In the days that follow, David’s aversion to change is further challenged. Through his work at the shelter with Bev, with whom he also has an affair, David learns compassion for animals, though remains cynical about his personal development. David also reluctantly sees that Lucy is no longer a child when she defies his insistence to report the rape and start over someplace new. As a result, David and Lucy’s relations grow more fraught, and he leaves the farm. Despite his newfound insights, David visits Melanie’s home in George, telling her father, Mr. Isaacs, that he wanted to apologize. Mr. Isaacs questions David’s motives, though, then evokes God and asks David if he’s truly sorry, after which David returns to Cape Town to find his life in ruins: His home has been ransacked, his finances are in chaos, and neighbors pretend not to see him. With little to do, David works on his opera about Byron, though decides to shift its focus from the fallen poet to Byron’s middle-aged lover, Teresa. David then attempts to see Melanie again, watching her perform at a play, though he is chased away by Ryan. After, David solicits the services of a prostitute, an act that makes him recall Soraya and leaves him feeling contented.   

David later returns to Lucy’s farm when Bev tells him there have been “developments.” There, he learns that Lucy is pregnant with a child conceived during the rape and that the youth who raped her, named Pollux, is related to, and now lives with, Petrus.
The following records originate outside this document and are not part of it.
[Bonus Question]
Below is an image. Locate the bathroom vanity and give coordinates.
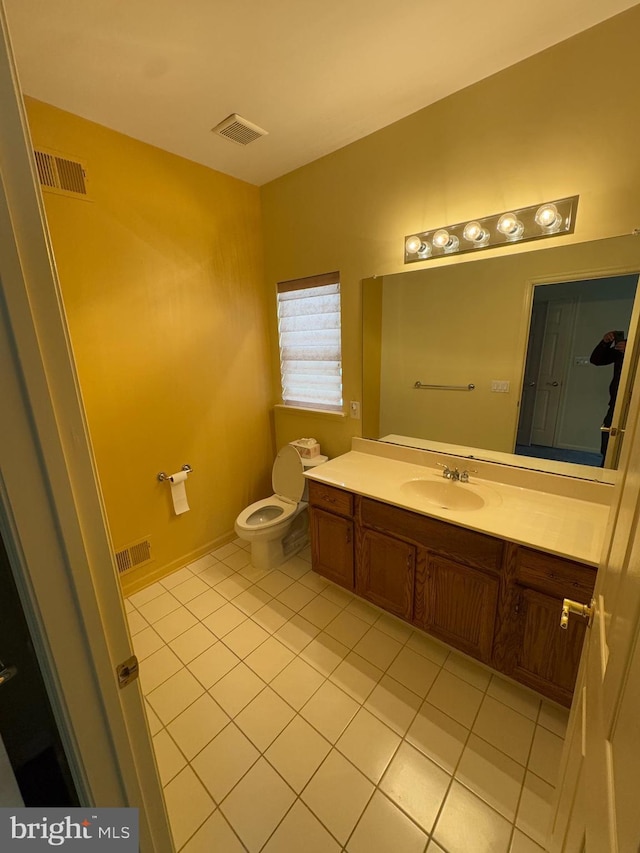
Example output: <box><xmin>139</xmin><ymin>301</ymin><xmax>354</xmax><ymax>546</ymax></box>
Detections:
<box><xmin>307</xmin><ymin>439</ymin><xmax>611</xmax><ymax>705</ymax></box>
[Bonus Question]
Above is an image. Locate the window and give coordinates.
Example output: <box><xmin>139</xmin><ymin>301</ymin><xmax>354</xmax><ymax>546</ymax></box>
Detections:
<box><xmin>278</xmin><ymin>272</ymin><xmax>342</xmax><ymax>412</ymax></box>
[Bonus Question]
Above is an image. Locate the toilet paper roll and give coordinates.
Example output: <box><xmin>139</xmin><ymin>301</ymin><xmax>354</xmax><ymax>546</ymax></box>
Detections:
<box><xmin>169</xmin><ymin>471</ymin><xmax>189</xmax><ymax>515</ymax></box>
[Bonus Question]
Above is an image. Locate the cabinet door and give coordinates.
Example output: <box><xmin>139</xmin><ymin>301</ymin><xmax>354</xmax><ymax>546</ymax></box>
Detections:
<box><xmin>356</xmin><ymin>529</ymin><xmax>416</xmax><ymax>619</ymax></box>
<box><xmin>424</xmin><ymin>555</ymin><xmax>498</xmax><ymax>663</ymax></box>
<box><xmin>310</xmin><ymin>507</ymin><xmax>355</xmax><ymax>589</ymax></box>
<box><xmin>508</xmin><ymin>586</ymin><xmax>587</xmax><ymax>706</ymax></box>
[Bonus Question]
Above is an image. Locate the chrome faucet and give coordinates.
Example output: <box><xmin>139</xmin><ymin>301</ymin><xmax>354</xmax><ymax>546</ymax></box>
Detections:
<box><xmin>436</xmin><ymin>462</ymin><xmax>475</xmax><ymax>483</ymax></box>
<box><xmin>436</xmin><ymin>462</ymin><xmax>460</xmax><ymax>480</ymax></box>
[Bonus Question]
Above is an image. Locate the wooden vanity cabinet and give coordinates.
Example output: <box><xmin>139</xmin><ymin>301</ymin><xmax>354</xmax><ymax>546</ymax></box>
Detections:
<box><xmin>309</xmin><ymin>480</ymin><xmax>355</xmax><ymax>590</ymax></box>
<box><xmin>504</xmin><ymin>548</ymin><xmax>596</xmax><ymax>705</ymax></box>
<box><xmin>356</xmin><ymin>498</ymin><xmax>502</xmax><ymax>663</ymax></box>
<box><xmin>356</xmin><ymin>528</ymin><xmax>416</xmax><ymax>620</ymax></box>
<box><xmin>309</xmin><ymin>480</ymin><xmax>596</xmax><ymax>705</ymax></box>
<box><xmin>421</xmin><ymin>555</ymin><xmax>499</xmax><ymax>664</ymax></box>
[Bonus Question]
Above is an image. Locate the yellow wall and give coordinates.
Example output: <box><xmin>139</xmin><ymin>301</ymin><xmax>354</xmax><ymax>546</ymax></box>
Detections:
<box><xmin>27</xmin><ymin>100</ymin><xmax>273</xmax><ymax>585</ymax></box>
<box><xmin>262</xmin><ymin>6</ymin><xmax>640</xmax><ymax>455</ymax></box>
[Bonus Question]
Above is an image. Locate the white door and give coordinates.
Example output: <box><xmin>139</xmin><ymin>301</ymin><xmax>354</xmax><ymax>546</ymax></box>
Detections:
<box><xmin>0</xmin><ymin>8</ymin><xmax>173</xmax><ymax>853</ymax></box>
<box><xmin>550</xmin><ymin>314</ymin><xmax>640</xmax><ymax>853</ymax></box>
<box><xmin>531</xmin><ymin>300</ymin><xmax>575</xmax><ymax>447</ymax></box>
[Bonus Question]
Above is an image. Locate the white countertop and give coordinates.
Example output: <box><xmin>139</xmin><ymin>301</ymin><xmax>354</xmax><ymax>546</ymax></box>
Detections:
<box><xmin>305</xmin><ymin>450</ymin><xmax>609</xmax><ymax>566</ymax></box>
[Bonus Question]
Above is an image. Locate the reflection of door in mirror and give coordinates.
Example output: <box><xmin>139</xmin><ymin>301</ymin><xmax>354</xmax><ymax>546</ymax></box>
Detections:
<box><xmin>516</xmin><ymin>275</ymin><xmax>638</xmax><ymax>466</ymax></box>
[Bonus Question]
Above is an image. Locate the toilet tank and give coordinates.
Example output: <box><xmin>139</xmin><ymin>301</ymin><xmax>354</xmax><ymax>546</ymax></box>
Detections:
<box><xmin>300</xmin><ymin>456</ymin><xmax>329</xmax><ymax>503</ymax></box>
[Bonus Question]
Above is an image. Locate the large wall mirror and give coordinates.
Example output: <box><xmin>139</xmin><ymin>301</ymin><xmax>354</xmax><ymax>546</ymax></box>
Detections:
<box><xmin>362</xmin><ymin>235</ymin><xmax>640</xmax><ymax>481</ymax></box>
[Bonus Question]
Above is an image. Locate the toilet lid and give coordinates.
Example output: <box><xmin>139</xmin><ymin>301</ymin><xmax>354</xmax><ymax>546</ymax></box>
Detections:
<box><xmin>271</xmin><ymin>444</ymin><xmax>304</xmax><ymax>503</ymax></box>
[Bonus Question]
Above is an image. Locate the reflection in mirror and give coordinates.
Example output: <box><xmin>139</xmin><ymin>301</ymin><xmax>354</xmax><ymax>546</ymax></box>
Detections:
<box><xmin>515</xmin><ymin>274</ymin><xmax>638</xmax><ymax>466</ymax></box>
<box><xmin>363</xmin><ymin>235</ymin><xmax>640</xmax><ymax>479</ymax></box>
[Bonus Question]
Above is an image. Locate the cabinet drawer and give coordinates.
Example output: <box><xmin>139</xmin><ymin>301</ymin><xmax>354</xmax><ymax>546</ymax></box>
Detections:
<box><xmin>309</xmin><ymin>480</ymin><xmax>353</xmax><ymax>516</ymax></box>
<box><xmin>360</xmin><ymin>498</ymin><xmax>502</xmax><ymax>570</ymax></box>
<box><xmin>516</xmin><ymin>548</ymin><xmax>596</xmax><ymax>604</ymax></box>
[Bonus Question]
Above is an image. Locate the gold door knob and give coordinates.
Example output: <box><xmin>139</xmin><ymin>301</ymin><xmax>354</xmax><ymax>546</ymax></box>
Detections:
<box><xmin>560</xmin><ymin>598</ymin><xmax>593</xmax><ymax>631</ymax></box>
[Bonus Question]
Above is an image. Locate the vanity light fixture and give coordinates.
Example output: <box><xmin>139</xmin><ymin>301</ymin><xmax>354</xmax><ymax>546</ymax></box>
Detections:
<box><xmin>404</xmin><ymin>195</ymin><xmax>579</xmax><ymax>264</ymax></box>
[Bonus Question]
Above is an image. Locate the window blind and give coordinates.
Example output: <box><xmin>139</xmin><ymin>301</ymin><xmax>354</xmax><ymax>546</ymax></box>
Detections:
<box><xmin>278</xmin><ymin>273</ymin><xmax>342</xmax><ymax>412</ymax></box>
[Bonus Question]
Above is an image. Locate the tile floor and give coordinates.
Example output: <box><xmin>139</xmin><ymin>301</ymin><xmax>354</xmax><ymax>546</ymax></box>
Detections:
<box><xmin>126</xmin><ymin>540</ymin><xmax>567</xmax><ymax>853</ymax></box>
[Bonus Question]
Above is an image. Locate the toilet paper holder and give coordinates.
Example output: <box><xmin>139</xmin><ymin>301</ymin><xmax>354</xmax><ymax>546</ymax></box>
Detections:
<box><xmin>158</xmin><ymin>463</ymin><xmax>193</xmax><ymax>483</ymax></box>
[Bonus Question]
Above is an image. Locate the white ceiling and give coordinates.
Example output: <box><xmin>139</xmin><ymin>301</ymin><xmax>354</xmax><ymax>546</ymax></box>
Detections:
<box><xmin>0</xmin><ymin>0</ymin><xmax>636</xmax><ymax>185</ymax></box>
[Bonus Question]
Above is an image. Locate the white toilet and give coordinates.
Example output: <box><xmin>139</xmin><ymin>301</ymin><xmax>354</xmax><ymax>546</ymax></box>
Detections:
<box><xmin>234</xmin><ymin>444</ymin><xmax>327</xmax><ymax>569</ymax></box>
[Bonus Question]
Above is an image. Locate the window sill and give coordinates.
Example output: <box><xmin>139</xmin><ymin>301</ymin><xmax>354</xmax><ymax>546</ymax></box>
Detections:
<box><xmin>273</xmin><ymin>403</ymin><xmax>347</xmax><ymax>420</ymax></box>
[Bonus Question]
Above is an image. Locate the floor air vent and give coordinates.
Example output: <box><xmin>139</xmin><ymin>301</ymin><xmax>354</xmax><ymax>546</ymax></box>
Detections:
<box><xmin>116</xmin><ymin>539</ymin><xmax>152</xmax><ymax>574</ymax></box>
<box><xmin>33</xmin><ymin>150</ymin><xmax>89</xmax><ymax>198</ymax></box>
<box><xmin>212</xmin><ymin>113</ymin><xmax>269</xmax><ymax>145</ymax></box>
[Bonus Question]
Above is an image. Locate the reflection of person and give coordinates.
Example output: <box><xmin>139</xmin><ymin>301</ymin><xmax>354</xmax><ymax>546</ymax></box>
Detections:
<box><xmin>589</xmin><ymin>332</ymin><xmax>627</xmax><ymax>465</ymax></box>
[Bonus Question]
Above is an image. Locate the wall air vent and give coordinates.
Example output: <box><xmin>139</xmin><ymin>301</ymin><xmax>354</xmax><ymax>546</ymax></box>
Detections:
<box><xmin>116</xmin><ymin>539</ymin><xmax>152</xmax><ymax>575</ymax></box>
<box><xmin>212</xmin><ymin>113</ymin><xmax>269</xmax><ymax>145</ymax></box>
<box><xmin>33</xmin><ymin>149</ymin><xmax>89</xmax><ymax>199</ymax></box>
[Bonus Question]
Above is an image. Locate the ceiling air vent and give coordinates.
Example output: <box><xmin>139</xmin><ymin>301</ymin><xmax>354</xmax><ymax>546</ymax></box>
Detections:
<box><xmin>116</xmin><ymin>539</ymin><xmax>152</xmax><ymax>574</ymax></box>
<box><xmin>33</xmin><ymin>149</ymin><xmax>89</xmax><ymax>198</ymax></box>
<box><xmin>212</xmin><ymin>113</ymin><xmax>269</xmax><ymax>145</ymax></box>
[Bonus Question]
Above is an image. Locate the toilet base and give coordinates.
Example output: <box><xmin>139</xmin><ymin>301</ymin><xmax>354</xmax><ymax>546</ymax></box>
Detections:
<box><xmin>251</xmin><ymin>512</ymin><xmax>309</xmax><ymax>571</ymax></box>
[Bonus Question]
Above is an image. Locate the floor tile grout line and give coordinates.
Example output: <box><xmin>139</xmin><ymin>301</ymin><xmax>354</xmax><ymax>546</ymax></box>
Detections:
<box><xmin>131</xmin><ymin>556</ymin><xmax>556</xmax><ymax>849</ymax></box>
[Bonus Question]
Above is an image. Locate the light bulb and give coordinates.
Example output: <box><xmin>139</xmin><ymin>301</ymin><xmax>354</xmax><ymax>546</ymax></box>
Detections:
<box><xmin>404</xmin><ymin>234</ymin><xmax>431</xmax><ymax>258</ymax></box>
<box><xmin>433</xmin><ymin>228</ymin><xmax>460</xmax><ymax>252</ymax></box>
<box><xmin>433</xmin><ymin>228</ymin><xmax>451</xmax><ymax>249</ymax></box>
<box><xmin>497</xmin><ymin>213</ymin><xmax>524</xmax><ymax>240</ymax></box>
<box><xmin>462</xmin><ymin>220</ymin><xmax>489</xmax><ymax>246</ymax></box>
<box><xmin>535</xmin><ymin>203</ymin><xmax>562</xmax><ymax>234</ymax></box>
<box><xmin>404</xmin><ymin>234</ymin><xmax>424</xmax><ymax>255</ymax></box>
Petrus then offers to marry Lucy, a move she knows is a pretext to take over her land in exchange for his protection. Later, when David sees Pollux peeping on Lucy, he thrashes him, and David’s long-standing, seething racist sentiments spill over. Lucy breaks up the fight, telling David she only wants peace and that he should leave the farm. Days later, now living in his own apartment in town, David visits and silently watches Lucy as she tends her flowers. He considers how she’s grown into a full-fledged adult, her pregnancy, and how life has and will continue to move forward, even after he’s gone. Disgrace concludes at the animal clinic, where David decides to put down a dog he’s bonded with, telling Bev “I am giving him up.”